3.Ultrasonic differential diagnosis analysis of female urethral diverticulum and vaginal wall cyst
Na SU ; Yonghan WEI ; Zhenhong QI ; He LIU ; Meng YANG
Chinese Journal of Ultrasonography 2022;31(1):56-62
Objective:To explore the clinical and ultrasound image characteristics and differential diagnosis of female urethral diverticulum(UD) and vaginal wall cysts.Methods:A retrospective analysis of the clinical and ultrasound image features of 12 female patients with UD were collected as UD group and 30 patients with vaginal wall cysts confirmed by surgical pathology and clinical follow-up were collected as vaginal wall cysts group in Peking Union Medical College Hospital from January 2017 to May 2021. Ultrasound image characteristics, and the main points of the differential diagnosis of the two were analyzed and summarized.Results:There were no significant differences in the age of the patients and the maximum diameter of the lesions between UD group and vaginal wall cysts group(all P>0.05).
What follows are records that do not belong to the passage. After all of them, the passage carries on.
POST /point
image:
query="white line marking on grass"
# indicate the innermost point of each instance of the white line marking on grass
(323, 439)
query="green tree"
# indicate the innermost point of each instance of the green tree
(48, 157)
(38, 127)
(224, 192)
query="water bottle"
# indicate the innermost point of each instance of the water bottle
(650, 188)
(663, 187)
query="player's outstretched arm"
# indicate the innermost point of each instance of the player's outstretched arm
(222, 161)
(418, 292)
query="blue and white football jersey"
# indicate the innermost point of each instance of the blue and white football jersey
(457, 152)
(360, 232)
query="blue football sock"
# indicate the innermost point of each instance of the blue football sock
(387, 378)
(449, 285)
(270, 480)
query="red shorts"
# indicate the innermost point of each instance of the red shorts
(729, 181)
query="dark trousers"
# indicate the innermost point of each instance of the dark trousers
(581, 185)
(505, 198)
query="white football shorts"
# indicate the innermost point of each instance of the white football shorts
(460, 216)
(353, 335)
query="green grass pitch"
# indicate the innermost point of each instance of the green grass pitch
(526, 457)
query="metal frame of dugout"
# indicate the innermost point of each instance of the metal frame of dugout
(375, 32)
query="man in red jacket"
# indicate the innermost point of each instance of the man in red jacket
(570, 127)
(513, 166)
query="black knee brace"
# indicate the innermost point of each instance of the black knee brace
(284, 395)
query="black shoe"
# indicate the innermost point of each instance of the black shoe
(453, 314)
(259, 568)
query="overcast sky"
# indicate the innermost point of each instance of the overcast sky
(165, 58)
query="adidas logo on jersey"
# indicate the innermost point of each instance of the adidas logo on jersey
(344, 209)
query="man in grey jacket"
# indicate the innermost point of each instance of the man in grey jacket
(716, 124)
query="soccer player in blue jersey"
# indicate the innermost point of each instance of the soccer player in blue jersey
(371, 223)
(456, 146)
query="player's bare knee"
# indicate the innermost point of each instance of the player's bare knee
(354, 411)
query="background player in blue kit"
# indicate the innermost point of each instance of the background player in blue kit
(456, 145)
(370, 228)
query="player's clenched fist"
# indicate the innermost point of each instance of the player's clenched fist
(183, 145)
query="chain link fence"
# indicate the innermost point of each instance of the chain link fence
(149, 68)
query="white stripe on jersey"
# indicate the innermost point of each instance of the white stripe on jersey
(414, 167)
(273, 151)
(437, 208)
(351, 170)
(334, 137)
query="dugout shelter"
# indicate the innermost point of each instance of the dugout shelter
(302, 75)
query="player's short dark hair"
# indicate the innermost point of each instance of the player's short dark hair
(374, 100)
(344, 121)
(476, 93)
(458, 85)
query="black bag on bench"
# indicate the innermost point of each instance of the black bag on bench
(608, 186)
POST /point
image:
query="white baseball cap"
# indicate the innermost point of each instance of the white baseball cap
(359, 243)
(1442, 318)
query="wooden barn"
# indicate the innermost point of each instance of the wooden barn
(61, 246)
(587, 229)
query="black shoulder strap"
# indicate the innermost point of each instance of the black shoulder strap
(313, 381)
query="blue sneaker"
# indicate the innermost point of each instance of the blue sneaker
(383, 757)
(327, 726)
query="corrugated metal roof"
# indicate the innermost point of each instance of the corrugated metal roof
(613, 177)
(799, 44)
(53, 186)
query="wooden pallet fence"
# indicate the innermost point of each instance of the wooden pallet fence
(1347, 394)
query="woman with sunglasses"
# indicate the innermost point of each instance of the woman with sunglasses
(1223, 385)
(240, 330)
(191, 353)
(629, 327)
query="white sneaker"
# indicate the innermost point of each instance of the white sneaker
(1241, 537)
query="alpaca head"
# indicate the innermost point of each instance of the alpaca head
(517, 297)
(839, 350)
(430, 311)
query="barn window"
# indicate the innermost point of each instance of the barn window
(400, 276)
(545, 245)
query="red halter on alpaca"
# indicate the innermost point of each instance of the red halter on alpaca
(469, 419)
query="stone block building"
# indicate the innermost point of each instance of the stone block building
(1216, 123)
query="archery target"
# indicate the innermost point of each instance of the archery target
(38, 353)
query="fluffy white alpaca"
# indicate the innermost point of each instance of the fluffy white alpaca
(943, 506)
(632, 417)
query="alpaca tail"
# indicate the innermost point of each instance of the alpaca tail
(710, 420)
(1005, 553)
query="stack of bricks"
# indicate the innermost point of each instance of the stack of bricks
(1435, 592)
Eight cases (66.7%) of female patients with UD had urinary system symptoms, 5 cases (16.7%) of vaginal wall cysts had urinary system symptoms, the difference was statistically significant ( P<0.05); In 10 cases (83.3%) the UD lesions were located in the upper middle and upper pelvic floor, and vaginal wall cyst lesions in 23 cases (76.7%) were located in the lower middle and lower pelvic floor, the difference was statistically significant ( P<0.05). In terms of ultrasound image characteristics, UD lesions were often irregular in shape, surrounding the urethra, with unclear borders, cyst wall thickness >0.1 cm, internal wall not smooth along with calcification, internal visible separation, partly visible to the urethra, and peripheral blood flow signals were abundant. Vaginal wall cysts were mostly round-shaped, not surrounding the urethra, clear borders, thin and smooth walls, less internal partitions, not communication with the urethra, and the peripheral blood flow signals were not abundant. The differences between the two group were statistically significant (all P<0.05). Whether the sound transmission inside the lesion was not statistically significant ( P>0.05). Conclusions:Combined with urinary system symptoms, lesion location, ultrasound characteristics (morphology, whether surrounding the urethra, boundary, cyst wall thickness, inner wall calcification, internal separation, whether it is connected to the urethra, blood flow distribution) can be used to distinguish between UD and vaginal wall cysts, whether the sound transmission inside the lesion cannot be used as the basis for the differential diagnosis of the two.